期刊名称:International Journal of Advanced Robotic Systems
印刷版ISSN:1729-8806
电子版ISSN:1729-8814
出版年度:2017
卷号:14
期号:1
DOI:10.1177/1729881416686951
语种:English
出版社:SAGE Publications
摘要:Recent impressive studies on using ConvNet landmarks for visual place recognition take an approach that involves three steps: (a) detection of landmarks, (b) description of the landmarks by ConvNet features using a convolutional neural network, and (c) matching of the landmarks in the current view with those in the database views. Such an approach has been shown to achieve the state-of-the-art accuracy even under significant viewpoint and environmental changes. However, the computational burden in step (c) significantly prevents this approach from being applied in practice, due to the complexity of linear search in high-dimensional space of the ConvNet features. In this article, we propose two simple and efficient search methods to tackle this issue. Both methods are built upon tree-based indexing.

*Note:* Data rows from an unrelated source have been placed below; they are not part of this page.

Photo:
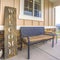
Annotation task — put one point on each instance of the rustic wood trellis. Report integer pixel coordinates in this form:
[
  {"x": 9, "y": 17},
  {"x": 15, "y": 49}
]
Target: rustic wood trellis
[{"x": 10, "y": 38}]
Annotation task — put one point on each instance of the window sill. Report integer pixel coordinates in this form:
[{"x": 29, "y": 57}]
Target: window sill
[{"x": 26, "y": 17}]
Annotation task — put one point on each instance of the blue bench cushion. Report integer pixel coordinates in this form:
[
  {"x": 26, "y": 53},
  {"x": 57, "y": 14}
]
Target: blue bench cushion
[
  {"x": 38, "y": 38},
  {"x": 32, "y": 31}
]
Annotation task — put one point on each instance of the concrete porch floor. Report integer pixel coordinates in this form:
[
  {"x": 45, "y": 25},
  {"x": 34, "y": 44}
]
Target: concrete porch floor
[{"x": 40, "y": 52}]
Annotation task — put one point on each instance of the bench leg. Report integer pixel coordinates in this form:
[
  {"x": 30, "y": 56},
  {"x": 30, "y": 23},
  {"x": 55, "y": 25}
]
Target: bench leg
[
  {"x": 28, "y": 51},
  {"x": 52, "y": 42},
  {"x": 21, "y": 45},
  {"x": 56, "y": 39}
]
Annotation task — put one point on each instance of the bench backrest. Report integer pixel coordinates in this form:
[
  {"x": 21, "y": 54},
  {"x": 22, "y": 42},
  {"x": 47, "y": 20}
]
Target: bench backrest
[{"x": 32, "y": 31}]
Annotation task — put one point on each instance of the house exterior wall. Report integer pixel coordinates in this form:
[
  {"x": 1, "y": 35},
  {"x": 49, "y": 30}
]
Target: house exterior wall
[{"x": 48, "y": 14}]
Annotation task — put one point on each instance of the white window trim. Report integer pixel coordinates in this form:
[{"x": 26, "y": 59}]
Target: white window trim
[{"x": 27, "y": 17}]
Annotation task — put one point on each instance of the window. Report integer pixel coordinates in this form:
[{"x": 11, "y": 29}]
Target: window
[
  {"x": 31, "y": 9},
  {"x": 28, "y": 7}
]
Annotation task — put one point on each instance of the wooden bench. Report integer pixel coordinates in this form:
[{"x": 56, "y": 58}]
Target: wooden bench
[{"x": 34, "y": 35}]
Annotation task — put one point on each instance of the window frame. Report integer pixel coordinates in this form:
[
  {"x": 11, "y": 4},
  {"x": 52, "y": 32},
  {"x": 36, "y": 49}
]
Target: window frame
[{"x": 28, "y": 17}]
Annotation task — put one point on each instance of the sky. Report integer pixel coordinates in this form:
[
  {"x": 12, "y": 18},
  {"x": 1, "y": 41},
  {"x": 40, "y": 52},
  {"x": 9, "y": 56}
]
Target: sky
[{"x": 57, "y": 15}]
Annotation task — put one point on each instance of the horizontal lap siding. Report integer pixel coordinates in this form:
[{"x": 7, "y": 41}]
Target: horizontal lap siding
[{"x": 15, "y": 3}]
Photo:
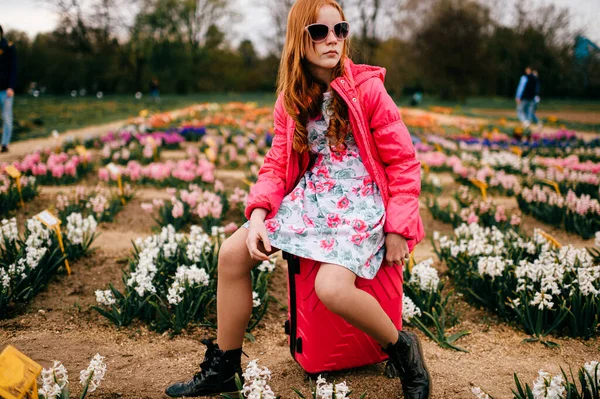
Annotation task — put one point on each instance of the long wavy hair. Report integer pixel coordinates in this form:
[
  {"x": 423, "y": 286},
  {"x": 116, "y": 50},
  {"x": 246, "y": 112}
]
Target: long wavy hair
[{"x": 302, "y": 93}]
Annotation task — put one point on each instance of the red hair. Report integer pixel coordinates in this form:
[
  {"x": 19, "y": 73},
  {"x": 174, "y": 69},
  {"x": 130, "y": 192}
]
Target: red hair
[{"x": 302, "y": 94}]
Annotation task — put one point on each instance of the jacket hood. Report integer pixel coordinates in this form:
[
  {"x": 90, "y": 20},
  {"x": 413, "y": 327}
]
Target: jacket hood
[{"x": 360, "y": 73}]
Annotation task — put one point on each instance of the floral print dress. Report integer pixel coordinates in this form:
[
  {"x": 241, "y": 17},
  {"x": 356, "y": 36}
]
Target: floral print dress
[{"x": 335, "y": 214}]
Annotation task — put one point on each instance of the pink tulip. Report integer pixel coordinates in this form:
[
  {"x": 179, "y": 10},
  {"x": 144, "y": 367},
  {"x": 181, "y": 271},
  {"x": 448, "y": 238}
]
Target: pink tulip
[
  {"x": 103, "y": 174},
  {"x": 58, "y": 171}
]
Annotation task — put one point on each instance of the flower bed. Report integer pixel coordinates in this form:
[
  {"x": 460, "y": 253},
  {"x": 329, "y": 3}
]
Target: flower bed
[
  {"x": 171, "y": 282},
  {"x": 525, "y": 279},
  {"x": 28, "y": 263}
]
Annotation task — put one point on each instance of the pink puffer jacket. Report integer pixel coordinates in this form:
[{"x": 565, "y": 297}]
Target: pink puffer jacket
[{"x": 384, "y": 144}]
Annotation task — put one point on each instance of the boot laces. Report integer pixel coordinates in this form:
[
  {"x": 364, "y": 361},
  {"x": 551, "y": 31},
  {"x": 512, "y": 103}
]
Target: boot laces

Given a set of ConvNet features of a query image, the first method directly searches the features’ approximate nearest neighbors in a tree structure that is constructed from ConvNet features of database images. The database images are voted on by features in the query image, according to a lookup table which maps each ConvNet feature to its corresponding database image. The database image with the highest vote is considered the solution. Our second method uses a coarse-to-fine procedure: the coarse step uses the first method to coarsely find the top-N database images, and the fine step performs a linear search in Hamming space of the hash codes of the ConvNet features to determine the best match. Experimental results demonstrate that our methods achieve real-time search performance on five data sets with different sizes and various conditions. Most notably, by achieving an average search time of 0.035 seconds/query, our second method improves the matching efficiency by the three orders of magnitude over a linear search baseline on a database with 20,688 images, with negligible loss in place recognition accuracy.